О существовании «славян» («светловолосых», «голубоглазых» – приблизительный перевод слова «славяне») писал уже Геродот. Византия своими причерноморскими и придунайскими владениями соприкасалась с землями «варваров», вела с ними активную торговлю, обменивая ткани, оружие и украшения на мед, воск, зерно, пушнину. Но «познакомиться» близко со славянами Византии пришлось в 911 году, когда дружина Киевского князя Олега оказалась под стенами Константинополя и осадила город. После переговоров осада была снята, византийцам пришлось уплатить пришельцам богатую дань, чтобы нежданный противник ушел в свою «скифию» (греческое название земель славян). По условиям договора на воротах Царьграда (славянское название Константинополя) остался прибитый Олегом щит, как напоминание «цивилизованным» византийцам об их военном позоре. Это свидетельствует о том, что в IX–X веках в Восточной Европе началось формирование нового мощного государства, с которым предпочтительнее было иметь дружбу, нежели натянутые враждебные отношения.

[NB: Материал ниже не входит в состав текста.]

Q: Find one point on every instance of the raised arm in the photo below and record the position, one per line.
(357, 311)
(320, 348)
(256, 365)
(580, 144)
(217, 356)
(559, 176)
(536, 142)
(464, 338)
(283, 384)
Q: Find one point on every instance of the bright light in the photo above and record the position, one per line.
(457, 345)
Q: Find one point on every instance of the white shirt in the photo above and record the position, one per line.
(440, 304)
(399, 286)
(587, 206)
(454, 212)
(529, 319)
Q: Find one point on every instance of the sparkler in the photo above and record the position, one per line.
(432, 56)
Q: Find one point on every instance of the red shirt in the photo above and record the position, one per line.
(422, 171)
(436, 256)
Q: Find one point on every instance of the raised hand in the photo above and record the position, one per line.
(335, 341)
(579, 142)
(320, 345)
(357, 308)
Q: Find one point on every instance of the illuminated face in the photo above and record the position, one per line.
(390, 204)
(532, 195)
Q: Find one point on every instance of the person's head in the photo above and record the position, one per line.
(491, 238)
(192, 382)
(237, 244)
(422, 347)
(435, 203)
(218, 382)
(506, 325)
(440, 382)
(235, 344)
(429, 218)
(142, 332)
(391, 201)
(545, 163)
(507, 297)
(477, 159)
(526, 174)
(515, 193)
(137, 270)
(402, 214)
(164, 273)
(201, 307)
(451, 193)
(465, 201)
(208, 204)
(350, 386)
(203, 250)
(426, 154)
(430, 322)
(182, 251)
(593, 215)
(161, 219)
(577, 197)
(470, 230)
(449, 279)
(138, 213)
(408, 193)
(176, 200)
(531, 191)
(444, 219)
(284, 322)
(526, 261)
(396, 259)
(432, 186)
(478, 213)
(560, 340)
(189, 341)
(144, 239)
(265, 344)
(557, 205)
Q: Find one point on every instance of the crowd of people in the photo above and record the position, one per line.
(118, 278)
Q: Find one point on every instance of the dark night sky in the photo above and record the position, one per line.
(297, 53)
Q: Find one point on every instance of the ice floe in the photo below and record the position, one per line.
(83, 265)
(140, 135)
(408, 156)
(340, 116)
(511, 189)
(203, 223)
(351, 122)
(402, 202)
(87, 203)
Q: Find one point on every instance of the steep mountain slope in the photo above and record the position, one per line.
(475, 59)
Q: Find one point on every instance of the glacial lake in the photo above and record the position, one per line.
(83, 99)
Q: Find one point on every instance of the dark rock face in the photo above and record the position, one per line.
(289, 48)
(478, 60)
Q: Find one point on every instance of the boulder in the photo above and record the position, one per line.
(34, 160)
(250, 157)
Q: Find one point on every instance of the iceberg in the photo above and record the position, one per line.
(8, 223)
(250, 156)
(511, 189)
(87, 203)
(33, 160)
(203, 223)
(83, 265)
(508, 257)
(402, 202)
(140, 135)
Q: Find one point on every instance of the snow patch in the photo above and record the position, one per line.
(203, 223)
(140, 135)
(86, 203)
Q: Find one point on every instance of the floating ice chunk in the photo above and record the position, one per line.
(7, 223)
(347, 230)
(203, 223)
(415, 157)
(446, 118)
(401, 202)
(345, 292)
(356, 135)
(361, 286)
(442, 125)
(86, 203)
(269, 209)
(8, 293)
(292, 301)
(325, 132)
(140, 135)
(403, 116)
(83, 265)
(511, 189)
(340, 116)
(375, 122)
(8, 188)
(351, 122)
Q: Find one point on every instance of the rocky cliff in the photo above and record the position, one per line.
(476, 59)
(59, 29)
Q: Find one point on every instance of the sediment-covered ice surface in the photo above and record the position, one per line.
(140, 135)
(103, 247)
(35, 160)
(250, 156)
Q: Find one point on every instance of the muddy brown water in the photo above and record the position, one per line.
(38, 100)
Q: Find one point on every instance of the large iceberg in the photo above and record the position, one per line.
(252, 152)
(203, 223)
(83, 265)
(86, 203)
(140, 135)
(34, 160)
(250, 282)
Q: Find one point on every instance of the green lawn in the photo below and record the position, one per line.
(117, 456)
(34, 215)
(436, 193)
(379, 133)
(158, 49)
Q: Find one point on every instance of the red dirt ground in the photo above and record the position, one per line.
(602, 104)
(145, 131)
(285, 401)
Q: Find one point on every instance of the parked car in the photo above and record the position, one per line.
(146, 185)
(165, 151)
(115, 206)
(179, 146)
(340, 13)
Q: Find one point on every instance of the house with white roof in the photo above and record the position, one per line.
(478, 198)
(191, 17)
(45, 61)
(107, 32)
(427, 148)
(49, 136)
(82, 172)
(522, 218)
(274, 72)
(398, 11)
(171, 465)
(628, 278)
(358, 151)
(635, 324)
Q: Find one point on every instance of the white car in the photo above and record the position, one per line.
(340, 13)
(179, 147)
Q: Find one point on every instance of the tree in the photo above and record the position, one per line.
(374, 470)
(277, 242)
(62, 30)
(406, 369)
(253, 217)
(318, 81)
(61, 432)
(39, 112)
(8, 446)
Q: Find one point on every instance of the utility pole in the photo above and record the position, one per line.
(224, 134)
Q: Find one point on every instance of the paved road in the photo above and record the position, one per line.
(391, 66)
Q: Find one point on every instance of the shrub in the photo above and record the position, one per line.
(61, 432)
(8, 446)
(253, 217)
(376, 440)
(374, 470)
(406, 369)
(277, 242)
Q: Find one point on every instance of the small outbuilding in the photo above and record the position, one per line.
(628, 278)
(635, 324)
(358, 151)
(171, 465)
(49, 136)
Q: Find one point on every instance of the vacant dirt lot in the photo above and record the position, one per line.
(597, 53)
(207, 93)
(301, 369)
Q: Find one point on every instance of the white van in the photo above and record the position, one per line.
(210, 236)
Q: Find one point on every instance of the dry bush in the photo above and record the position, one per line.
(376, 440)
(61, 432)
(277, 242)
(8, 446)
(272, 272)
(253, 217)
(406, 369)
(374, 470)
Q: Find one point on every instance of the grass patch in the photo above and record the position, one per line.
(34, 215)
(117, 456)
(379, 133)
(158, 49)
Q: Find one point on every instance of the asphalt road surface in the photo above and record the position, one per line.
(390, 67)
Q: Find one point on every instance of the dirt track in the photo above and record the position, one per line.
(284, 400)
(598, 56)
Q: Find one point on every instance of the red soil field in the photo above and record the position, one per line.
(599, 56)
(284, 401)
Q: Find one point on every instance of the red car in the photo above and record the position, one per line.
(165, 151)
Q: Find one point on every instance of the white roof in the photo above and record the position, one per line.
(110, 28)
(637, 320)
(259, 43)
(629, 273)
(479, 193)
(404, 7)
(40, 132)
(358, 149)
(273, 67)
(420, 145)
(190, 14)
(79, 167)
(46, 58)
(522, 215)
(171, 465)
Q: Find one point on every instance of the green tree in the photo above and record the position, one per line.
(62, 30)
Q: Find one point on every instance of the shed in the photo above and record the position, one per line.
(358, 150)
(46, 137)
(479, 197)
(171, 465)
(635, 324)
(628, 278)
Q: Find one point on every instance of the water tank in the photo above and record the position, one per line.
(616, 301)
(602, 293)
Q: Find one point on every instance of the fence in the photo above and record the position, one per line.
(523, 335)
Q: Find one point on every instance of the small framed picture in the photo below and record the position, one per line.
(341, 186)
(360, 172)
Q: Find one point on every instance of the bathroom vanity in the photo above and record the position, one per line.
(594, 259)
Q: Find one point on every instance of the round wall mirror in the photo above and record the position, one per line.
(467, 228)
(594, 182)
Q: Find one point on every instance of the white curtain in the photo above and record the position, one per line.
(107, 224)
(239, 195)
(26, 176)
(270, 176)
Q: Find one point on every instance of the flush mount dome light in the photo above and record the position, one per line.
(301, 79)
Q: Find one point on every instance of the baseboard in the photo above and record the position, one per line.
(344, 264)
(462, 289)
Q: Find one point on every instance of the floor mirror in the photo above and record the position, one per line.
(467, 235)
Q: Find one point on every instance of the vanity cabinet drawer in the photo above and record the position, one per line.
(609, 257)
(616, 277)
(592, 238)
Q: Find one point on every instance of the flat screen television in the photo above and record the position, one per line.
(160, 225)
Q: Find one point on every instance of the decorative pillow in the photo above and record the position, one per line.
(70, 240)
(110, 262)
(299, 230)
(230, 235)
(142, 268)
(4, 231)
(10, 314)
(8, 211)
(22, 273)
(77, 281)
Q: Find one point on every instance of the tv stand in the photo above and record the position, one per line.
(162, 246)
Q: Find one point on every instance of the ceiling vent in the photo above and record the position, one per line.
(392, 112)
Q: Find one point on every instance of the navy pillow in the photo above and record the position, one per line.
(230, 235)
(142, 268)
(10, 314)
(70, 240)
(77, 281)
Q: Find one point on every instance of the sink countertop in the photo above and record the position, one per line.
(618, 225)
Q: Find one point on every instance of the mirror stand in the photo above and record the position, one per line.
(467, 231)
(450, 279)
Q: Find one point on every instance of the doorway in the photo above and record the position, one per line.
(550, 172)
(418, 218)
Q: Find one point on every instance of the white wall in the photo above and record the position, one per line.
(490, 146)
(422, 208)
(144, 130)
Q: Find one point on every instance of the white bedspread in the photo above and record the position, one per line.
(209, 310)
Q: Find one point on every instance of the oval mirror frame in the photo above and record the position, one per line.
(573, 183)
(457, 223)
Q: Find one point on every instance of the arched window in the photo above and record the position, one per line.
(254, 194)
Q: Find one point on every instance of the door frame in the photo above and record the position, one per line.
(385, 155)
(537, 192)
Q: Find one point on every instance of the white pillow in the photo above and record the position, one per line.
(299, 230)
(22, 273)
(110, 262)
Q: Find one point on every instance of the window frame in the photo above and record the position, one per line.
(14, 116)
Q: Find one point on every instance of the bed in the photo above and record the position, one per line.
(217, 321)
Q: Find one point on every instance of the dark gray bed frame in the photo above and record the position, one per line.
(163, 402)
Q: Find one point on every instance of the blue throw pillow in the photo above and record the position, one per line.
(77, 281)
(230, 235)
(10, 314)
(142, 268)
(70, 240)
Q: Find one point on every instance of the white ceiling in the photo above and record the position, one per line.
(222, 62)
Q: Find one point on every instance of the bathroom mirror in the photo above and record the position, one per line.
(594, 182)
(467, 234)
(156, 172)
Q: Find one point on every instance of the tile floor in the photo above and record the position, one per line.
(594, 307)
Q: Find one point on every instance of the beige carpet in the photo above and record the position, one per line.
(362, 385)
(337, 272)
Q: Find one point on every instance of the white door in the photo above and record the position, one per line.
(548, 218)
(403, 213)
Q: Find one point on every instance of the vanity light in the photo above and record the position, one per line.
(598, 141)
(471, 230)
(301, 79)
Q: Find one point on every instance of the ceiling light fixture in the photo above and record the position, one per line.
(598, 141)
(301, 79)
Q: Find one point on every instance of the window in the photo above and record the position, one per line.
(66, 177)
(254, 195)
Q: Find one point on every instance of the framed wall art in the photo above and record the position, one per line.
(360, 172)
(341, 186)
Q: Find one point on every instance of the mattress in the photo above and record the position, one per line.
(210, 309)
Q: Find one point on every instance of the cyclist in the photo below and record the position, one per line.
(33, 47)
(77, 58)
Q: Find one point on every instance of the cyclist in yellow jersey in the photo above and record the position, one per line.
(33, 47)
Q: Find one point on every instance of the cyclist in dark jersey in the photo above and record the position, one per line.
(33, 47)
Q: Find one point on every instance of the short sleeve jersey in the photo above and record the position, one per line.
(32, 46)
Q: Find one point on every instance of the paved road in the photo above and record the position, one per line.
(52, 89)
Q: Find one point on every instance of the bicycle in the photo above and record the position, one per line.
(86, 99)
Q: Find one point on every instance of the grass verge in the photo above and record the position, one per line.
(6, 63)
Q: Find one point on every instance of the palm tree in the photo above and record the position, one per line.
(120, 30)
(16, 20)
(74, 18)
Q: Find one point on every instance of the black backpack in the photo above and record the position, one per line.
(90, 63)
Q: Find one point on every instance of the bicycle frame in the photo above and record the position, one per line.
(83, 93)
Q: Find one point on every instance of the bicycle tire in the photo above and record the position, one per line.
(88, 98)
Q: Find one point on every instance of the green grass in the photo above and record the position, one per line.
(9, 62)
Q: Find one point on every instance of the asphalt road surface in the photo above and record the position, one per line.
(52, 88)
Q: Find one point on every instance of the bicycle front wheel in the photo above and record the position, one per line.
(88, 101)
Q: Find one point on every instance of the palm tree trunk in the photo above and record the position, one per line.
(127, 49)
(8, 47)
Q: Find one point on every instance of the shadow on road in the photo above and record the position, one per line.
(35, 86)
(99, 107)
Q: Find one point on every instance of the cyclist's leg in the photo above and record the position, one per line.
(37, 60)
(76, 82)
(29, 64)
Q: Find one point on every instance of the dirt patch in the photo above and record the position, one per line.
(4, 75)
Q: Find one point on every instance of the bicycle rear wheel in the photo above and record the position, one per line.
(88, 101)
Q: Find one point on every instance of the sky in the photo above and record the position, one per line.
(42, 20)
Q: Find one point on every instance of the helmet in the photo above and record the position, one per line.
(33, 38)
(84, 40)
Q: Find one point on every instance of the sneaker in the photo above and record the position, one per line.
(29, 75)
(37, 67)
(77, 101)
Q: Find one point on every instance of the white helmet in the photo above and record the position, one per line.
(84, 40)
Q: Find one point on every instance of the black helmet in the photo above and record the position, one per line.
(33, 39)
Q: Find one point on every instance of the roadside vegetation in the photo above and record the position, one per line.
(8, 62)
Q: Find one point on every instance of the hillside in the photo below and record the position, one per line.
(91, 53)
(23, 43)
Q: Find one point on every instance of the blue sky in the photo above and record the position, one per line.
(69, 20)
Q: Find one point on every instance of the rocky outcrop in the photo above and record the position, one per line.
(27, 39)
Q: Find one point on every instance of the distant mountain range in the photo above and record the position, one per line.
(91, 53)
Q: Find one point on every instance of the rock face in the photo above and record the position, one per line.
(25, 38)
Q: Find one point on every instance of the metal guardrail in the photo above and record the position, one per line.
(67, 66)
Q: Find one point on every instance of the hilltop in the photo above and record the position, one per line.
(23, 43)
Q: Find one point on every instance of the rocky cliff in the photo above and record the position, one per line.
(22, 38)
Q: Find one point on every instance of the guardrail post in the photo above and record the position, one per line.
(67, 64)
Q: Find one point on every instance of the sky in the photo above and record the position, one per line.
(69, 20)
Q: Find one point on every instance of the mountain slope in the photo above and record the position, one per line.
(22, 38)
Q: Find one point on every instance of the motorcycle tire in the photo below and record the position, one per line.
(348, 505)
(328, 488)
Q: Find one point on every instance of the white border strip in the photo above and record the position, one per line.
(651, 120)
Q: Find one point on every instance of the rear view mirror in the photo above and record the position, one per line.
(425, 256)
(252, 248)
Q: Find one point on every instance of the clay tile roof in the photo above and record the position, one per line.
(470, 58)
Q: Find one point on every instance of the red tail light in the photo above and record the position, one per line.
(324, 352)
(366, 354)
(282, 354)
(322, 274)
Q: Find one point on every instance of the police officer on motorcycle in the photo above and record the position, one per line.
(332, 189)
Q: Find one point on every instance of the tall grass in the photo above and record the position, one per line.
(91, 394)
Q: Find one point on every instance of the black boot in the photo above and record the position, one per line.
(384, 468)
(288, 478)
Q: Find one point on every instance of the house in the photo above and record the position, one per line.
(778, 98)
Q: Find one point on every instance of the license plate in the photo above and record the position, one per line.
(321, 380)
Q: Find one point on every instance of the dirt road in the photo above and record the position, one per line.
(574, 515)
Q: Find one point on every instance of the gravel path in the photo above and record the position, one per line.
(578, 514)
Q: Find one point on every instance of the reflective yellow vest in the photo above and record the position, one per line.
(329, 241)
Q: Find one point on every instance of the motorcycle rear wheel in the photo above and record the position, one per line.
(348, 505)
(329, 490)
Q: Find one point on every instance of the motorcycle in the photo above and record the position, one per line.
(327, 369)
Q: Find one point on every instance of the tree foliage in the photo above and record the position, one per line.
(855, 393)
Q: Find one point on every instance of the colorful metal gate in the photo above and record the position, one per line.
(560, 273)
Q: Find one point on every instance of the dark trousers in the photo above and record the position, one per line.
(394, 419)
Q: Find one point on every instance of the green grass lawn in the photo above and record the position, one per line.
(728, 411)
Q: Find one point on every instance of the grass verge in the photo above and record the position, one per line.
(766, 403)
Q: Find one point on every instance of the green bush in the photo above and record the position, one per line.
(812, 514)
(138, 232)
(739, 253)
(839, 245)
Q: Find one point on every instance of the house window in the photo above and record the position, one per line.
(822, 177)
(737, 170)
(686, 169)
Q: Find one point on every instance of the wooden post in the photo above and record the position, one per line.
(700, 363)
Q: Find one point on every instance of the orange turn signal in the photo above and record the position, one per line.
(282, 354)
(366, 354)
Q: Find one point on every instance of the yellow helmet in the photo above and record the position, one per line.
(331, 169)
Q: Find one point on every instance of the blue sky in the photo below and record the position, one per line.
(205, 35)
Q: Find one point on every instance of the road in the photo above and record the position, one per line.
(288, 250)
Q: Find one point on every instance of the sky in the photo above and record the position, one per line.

Между Константинополем и Римом началось настоящее соперничество за возможность приобщения «варваров» к истинам христианской религии (христианство к тому периоду уже разделилось на Западное и Восточное направления, хотя формальный раскол произошел позже – в 1054 году), но ответ на вопрос «С кем быть?» искали сами русские князья, руководствуясь социально-политическими и династическими интересами. Выбор пал на «царьградский» вариант христианства, поскольку в Восточном христианстве был принцип подчиненного положения Церкви по отношению к светской власти, когда коронованный император объявлялся «помазанником Божьим». В римско-католическом варианте христианства власть папы римского считается идущей от Христа, поэтому она выше светской власти. Верно, «Повесть временных лет», написанная православным монахом Киево-Печерского монастыря Нестором, сообщает об «испытании вер» Владимиром, когда перед ним предстали иудей, мусульманин и папист с показами достоинств именно «своих» вер. Но в действительности, как показали историки, никакого «испытания» не было; просто княжеская власть на Руси оказалась перед необходимостью идеологического и духовного объединения различных племен и народностей, составлявших в десятом веке «Киевскую Русь», – без ущерба для княжеской власти. Восточное христианство удовлетворяло этим условиям.